Une action au niveau national

Faisant suite au constat de la contamination des milieux aquatiques par des micropolluants minéraux et organiques, susceptibles d’effets potentiels directs et indirects sur la santé humaine et l’environnement, une Directive Cadre sur l’Eau a été mise en place : la Directive 2000/60/CE (DCE) qui vise l’atteinte du bon état et la non dégradation des masses d’eau d’ici 2015 (et au plus tard en 2027), ainsi que la réduction progressive de la pollution due aux substances prioritaires et l’arrêt ou la suppression des émissions, rejets et pertes de substances dangereuses prioritaires.

Objectif : réduire les émissions à la source

En France, la loi n°2010-788 du 12 juillet 2010 fixe un objectif de 64% de masses d’eau de surface en bon état écologique en 2015. Les objectifs de la DCE sont notamment traduits dans le plan national micropolluants (2010-2013 reconduit pour 2014-2018) qui fixe la stratégie globale de réduction et décline les actions et outils correspondants.La deuxième opération nationale de recherche de substances dangereuses dans les rejets aqueux industriels et urbains (RSDE2) est un des outils réglementaires de ce plan et vise à réduire les émissions à la source. La campagne vise à approfondir les connaissances sur les rejets ponctuels de listes de substances, et à imposer à terme une surveillance puis une réduction des rejets de substances dangereuses dans le milieu naturel pour les activités les plus contributrices.

L’étude de branche Fonderie

Dans le cadre de la campagne RSDE2 2009 – 2013 menée dans les Installations Classées pour la Protection de l’Environnement, 76 fonderies se sont vues prescrire par arrêté préfectoral complémentaire, à la date du 1er juillet 2013, la surveillance initiale de substances à partir des 2 listes sectorielles suivantes :

tableau1

nota : pour les 2 sous-secteurs, ces listes sont complétées le cas échéant par les SDP chloroalcanes C10-C13 et 5 HAP. Dans ce contexte, une étude de branche Fonderie a été réalisée par CTIF avec le soutien financier des Agences de l’eau Loire-Bretagne et Rhin-Meuse. Un comité de pilotage (Agences de l’Eau, CTIF, Fédération Forge Fonderie, INERIS) a assuré le suivi de sa réalisation. L’enjeu est de mutualiser, au bénéfice des industriels de la Profession, les connaissances relatives aux sources potentielles de substances dangereuses dans les rejets issus de fonderie, sur la base :

  • d’une étude bibliographique détaillée,
  • de l’analyse de mesures de surveillance initiale qualifiées dans la base nationale RSDE INERIS,
  • d’une étude des corrélations qualitatives activités/substances,
  • et des résultats de 4 études de cas axées principalement sur la recherche de l’origine de substances dangereuses prioritaires.

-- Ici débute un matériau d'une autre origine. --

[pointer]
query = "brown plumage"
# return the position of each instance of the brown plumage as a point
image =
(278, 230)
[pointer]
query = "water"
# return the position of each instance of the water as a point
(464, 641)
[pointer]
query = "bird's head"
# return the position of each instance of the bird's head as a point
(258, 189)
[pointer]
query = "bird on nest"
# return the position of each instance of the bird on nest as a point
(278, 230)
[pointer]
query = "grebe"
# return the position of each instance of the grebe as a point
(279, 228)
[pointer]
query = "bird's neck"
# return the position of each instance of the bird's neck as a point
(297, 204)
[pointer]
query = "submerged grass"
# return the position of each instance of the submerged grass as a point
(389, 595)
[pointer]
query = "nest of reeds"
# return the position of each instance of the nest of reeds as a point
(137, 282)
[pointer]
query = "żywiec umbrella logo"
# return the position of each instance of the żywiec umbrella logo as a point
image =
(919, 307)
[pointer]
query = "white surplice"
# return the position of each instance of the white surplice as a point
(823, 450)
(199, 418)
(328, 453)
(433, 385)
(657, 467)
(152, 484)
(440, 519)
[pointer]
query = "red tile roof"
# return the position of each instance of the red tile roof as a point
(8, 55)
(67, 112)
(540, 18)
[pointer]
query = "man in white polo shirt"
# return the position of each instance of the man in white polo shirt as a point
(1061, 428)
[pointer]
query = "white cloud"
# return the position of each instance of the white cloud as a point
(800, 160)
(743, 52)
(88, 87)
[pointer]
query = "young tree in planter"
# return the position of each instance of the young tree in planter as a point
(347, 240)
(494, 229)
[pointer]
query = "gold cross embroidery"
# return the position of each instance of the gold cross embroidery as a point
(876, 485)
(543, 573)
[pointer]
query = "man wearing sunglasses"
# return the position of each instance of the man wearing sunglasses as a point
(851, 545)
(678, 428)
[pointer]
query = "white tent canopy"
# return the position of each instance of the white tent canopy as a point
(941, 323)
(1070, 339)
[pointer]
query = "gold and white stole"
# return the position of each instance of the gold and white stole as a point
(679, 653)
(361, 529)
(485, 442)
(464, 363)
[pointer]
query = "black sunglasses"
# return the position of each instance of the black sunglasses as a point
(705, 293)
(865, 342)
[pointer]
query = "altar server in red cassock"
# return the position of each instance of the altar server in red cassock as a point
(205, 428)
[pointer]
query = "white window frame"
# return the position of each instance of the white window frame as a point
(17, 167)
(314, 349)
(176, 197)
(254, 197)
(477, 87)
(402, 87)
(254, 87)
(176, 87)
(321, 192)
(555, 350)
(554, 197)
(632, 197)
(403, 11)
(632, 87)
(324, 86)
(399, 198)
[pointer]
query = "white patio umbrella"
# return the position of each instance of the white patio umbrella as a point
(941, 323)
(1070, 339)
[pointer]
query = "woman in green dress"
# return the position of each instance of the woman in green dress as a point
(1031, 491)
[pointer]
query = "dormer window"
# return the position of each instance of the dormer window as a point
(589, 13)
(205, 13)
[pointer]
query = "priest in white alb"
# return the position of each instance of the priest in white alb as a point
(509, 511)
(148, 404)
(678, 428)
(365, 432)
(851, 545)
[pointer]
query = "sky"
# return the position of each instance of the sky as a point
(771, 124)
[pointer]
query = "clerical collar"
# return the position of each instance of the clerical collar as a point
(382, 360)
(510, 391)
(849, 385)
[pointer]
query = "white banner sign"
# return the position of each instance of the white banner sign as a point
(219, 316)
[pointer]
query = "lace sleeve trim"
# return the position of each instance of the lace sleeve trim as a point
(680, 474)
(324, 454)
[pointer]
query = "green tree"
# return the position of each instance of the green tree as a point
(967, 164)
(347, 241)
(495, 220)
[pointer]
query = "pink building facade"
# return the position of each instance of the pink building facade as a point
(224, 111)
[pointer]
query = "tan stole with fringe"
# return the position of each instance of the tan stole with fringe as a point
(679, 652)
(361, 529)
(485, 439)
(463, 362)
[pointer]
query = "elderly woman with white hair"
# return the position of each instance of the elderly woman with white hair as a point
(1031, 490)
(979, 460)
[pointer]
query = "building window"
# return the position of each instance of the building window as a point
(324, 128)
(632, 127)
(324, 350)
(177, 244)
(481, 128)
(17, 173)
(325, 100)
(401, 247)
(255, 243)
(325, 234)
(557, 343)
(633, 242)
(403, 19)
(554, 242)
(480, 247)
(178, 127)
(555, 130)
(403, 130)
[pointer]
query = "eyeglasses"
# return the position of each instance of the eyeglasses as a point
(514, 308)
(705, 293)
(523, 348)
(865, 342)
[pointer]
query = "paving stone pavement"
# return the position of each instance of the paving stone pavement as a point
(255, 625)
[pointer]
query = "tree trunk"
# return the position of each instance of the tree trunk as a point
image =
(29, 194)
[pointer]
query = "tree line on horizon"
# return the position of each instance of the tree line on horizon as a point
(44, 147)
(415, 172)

L’étude doit faciliter la réalisation ultérieure d’actions de réduction, voire de suppression de rejets de certaines substances dangereuses. On rappelle en particulier que 6 SDP des listes Fonderie doivent être supprimées à moyen terme, d’abord le cadmium et ses composés, les chloroalcanes C10-C13, les 5 HAP, le mercure et ses composés, et les nonylphénols en décembre 2021, puis l’anthracène en décembre 2028.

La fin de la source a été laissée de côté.